See Johnson v. United States, ___ U.S. ___, 135 S. Ct. 2551, 2557-58 (2015) (sentencing enhancements imposed under the Armed Career Criminal Act's residual clause violate due process). --------
The Government moves to dismiss on successiveness grounds. Doc. 81. It correctly points out (doc. 81 at 2-3) that Clemente-Bernabe must knock on the Eleventh Circuit's door before coming here. See 28 U.S.C. § 2255(h) (prohibiting second or successive motions unless first certified by the Court of Appeals to contain newly discovered, acquittal mandating, evidence, or a new rule of constitutional law, made retroactive by the Supreme Court).
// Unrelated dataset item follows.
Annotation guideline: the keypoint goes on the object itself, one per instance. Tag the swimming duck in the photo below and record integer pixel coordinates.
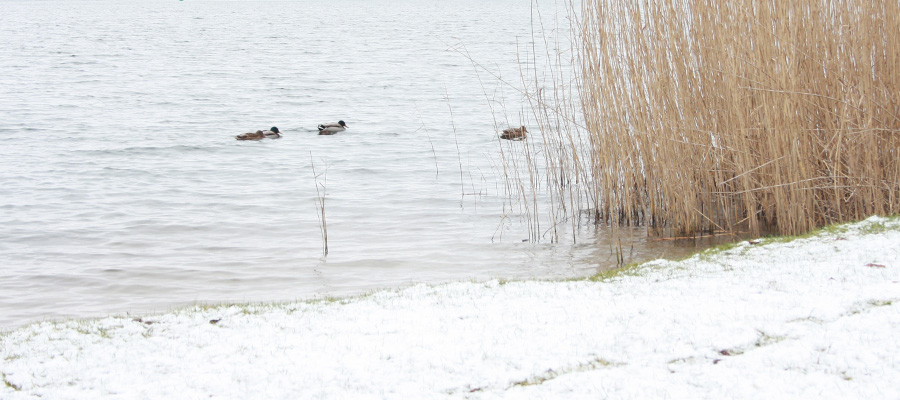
(272, 133)
(514, 133)
(332, 128)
Johnson, for that matter, "has not been made retroactive to cases on collateral review by the Supreme Court, which means it cannot be the basis for a second or successive § 2255 motion." In re Starks, 809 F.3d 1211, 1212 (11th Cir. 2016) (quotes and cite omitted) (applying In re Franks, ___ F.3d ___, 2016 WL 80551 at * 3 (11th Cir. Jan. 6, 2016)); compare Mays v. United States, ___ F.3d ___, 2016 WL 1211420 at *6 (11th Cir. Mar. 29, 2016) ("[W]e hold that Johnson applies retroactively on collateral review to prisoners seeking habeas relief for the first time.").
Clemente-Bernabe has not responded to the dismissal motion, which is both legally supported and otherwise unopposed by operation of S.D. Loc. R. 7.5 (no response means no opposition). The Government's motion to dismiss (doc. 81) therefore should be GRANTED, which means his § 2255 motion (doc. 77) should be DENIED. Applying the Certificate of Appealability (COA) standards set forth in Brown v. United States, 2009 WL 307872 at * 1-2 (S.D. Ga. Feb. 9, 2009), the Court discerns no COA-worthy issues at this stage of the litigation, so no COA should issue either. 28 U.S.C. § 2253(c)(1); Rule 11(a) of the Rules Governing Habeas Corpus Cases Under 28 U.S.C. § 2255 ("The district court must issue or deny a certificate of appealability when it enters a final order adverse to the applicant.") (emphasis added).
SO REPORTED AND RECOMMENDED this 11th day of April, 2016.